Taken together, the findings support a view of language processing in which prediction and integration are complementary, adaptive mechanisms whose relative contributions shift with experience, linguistic structure, and context. Adopting a variation perspective highlights the flexibility of the human language processing system and advances theoretical accounts of prediction in real-world comprehension.

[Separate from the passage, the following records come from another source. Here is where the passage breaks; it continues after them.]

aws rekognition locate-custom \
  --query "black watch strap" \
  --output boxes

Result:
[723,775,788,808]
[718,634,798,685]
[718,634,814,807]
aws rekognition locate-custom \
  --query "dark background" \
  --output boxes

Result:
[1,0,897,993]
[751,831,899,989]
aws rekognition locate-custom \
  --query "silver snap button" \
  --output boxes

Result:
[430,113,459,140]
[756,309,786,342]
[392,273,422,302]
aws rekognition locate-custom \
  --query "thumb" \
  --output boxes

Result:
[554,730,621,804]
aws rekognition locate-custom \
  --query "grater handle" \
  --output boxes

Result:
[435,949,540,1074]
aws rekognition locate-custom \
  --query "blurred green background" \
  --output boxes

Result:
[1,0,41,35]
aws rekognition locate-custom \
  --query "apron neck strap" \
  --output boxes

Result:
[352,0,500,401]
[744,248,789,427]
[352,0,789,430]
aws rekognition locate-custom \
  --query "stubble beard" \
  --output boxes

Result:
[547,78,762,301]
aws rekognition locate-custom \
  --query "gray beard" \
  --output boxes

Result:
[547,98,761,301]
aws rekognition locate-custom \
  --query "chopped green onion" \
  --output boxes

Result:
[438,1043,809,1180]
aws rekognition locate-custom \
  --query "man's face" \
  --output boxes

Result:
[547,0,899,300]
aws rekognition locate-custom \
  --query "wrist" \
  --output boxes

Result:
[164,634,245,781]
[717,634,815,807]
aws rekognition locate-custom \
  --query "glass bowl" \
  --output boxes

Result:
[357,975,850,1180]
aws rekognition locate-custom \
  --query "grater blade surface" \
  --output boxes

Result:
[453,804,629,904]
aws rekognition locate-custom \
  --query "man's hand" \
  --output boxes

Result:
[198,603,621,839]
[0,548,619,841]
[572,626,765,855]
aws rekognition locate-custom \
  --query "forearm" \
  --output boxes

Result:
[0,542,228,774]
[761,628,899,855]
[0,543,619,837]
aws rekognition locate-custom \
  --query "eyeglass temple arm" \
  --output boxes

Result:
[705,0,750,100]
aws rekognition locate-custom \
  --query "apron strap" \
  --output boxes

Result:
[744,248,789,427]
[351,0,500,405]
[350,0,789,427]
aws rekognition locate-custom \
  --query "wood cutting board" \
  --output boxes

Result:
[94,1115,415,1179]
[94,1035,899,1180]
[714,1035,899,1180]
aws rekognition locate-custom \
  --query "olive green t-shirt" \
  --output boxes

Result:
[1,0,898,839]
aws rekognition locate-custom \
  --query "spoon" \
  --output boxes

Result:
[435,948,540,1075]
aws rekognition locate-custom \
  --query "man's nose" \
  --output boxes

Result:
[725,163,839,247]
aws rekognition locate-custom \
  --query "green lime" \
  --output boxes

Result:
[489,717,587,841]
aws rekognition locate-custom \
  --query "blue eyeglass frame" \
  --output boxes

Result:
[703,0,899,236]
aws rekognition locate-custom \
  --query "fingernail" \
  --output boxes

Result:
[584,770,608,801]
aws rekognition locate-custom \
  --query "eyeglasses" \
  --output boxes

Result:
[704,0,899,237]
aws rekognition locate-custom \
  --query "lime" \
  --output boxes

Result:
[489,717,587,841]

Our Illinois speaker this year will be Dr. Xun Yan, Professor of Linguistics
TITLE: What does elicited imitation measure? A synthesis of psychometric, corpus, and psycholinguistic evidences
Abstract: Elicited imitation (EI) is considered as a type of general language proficiency task, and yet its use as a measure of second language (L2) proficiency is controversial with a unique trajectory of popularity over the past 50 years. This talk is a reflection of EI-related research and practice across four historical stages, from (1) the initial adaptation from first language acquisition research, through (2) the debate on construct validity, to (3) the loss of popularity to communicative movement, until (4) the recent resurgence of interest in the technology-advanced era. I will first synthesize research findings on some critical questions raised on the nature of EI as a proficiency measure across different stages. Next, I will discuss implications of this measure in other fields of applied linguistics, propose new lines of research, and illustrate the potential of this method of assessment through some of my recent work. In the end, I will extrapolate beyond EI to share some personal views on the use of psycholinguistic vs. communicative tasks in measuring language proficiency in applied linguistics. By combining historical review and empirical research, I hope that the talk will provide a comprehensive account on the “seasonality” of attention on such a resilient measure of L2 proficiency. Through decades of EI research, while answers to some lingering questions remain inconclusive, advancements in cognitive psychology and technology have also broaden the scope and reshaped the foci of research around this method of assessment.